Türkiye'de de kadın meselesi bu coğrafyanın tarihi boyunca şekillenmiş ve halen süre gelen bir meseledir. Bu ülkede kadın akla zarar gelir evvela. Zaten bu çelişkiden doğan sorunlar yüzünden kadın sadece kadın olma vasfını kaybetmiştir. Mevzu bahis kadın olmak ise, bir nebze daha meraklı yaklaştığım bu konuda belki biraz daha sivri dilli bir üslupla duygu ve düşüncelerime kısa bir şekilde ses vereceğim. Çünkü biliyorum ki uzadıkça bitmez bu konu, ucu yok bucağı yok.
Dünya kadınlar ile daha güzeldir diyenlerdenim. Kadın cinayetlerinin ülkemizde arttığı şu günlerde ve kadına yönelik şiddetin ülkemiz için hiç iyi olmadığı şu zamanlarda dünya kadınlar günü nü hangi duygularla kaleme aldığımı inanın bende bilmiyorum. Gurur mu, yoksa ezilen mi, sevilen mi, itilen mi? Siz karar verin makalemin sonunda. Kadına şiddetten dem vurup köşemde, akabinde bakalım 8 Mart dünya kadınlar günü neymiş?

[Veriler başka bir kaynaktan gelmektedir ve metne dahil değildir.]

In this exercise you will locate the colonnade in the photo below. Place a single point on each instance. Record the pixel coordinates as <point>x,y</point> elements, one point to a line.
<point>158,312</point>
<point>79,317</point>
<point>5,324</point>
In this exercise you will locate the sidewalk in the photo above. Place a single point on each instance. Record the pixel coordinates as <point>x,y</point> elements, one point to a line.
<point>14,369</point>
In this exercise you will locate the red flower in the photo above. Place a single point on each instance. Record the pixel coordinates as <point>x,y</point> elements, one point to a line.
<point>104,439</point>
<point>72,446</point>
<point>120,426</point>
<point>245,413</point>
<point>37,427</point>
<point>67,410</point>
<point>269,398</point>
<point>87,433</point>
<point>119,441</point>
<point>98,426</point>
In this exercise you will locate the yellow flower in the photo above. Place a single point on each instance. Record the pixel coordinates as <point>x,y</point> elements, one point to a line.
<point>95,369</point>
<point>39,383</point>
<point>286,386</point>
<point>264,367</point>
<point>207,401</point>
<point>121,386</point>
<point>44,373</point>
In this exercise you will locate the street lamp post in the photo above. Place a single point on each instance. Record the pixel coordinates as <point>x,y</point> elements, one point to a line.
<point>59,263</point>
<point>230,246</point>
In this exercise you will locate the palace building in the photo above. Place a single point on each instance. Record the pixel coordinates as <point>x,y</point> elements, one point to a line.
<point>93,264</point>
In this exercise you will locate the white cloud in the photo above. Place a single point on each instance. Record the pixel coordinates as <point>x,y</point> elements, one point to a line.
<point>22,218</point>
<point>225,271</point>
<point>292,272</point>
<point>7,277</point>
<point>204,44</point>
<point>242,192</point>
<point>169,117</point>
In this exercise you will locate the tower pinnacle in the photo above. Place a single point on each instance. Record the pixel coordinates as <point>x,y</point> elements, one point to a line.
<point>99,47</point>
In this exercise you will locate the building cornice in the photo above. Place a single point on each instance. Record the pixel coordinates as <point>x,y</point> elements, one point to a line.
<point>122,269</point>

Kadın denildiğinde aklımıza ilk gelen imge nedir? Ben bahsedeyim. Adam olmadan önce insan olabilmenin yegâne en temel yapıtaşıdır kadın. Çoğu zaman değil, her zaman her gözün nuru, güya namusu, hayatın can damarıdır. İnsanlığın devamı için, soyun sürdürülebilmesi için olmazsa olmazdır. En büyük dertlerin dertlisi, en büyük mutlulukların ardındaki kahramandır. Hep zarar gören ama susandır kadınım. Çilekeştir. Derde düşendir. Dertdaştır. Bir kenara umarsızca paçavra gibi itilen, canı çıkana kadar dövülüp öldürülendir. Özgecan’dır, Leyla’dır, Eylül’dür, Şule Çet’tir. Her gün görsel medyada izlediğimiz, duyduğumuz kadın şiddetine kurban giden hem cinsimdir. Allah'ın kadını bir emanet olarak verdiğini unutan adamlara adam olmadıklarını anlatan, sadece sex objesi değil başlı başına baskın karakter olduğu için korkulandır.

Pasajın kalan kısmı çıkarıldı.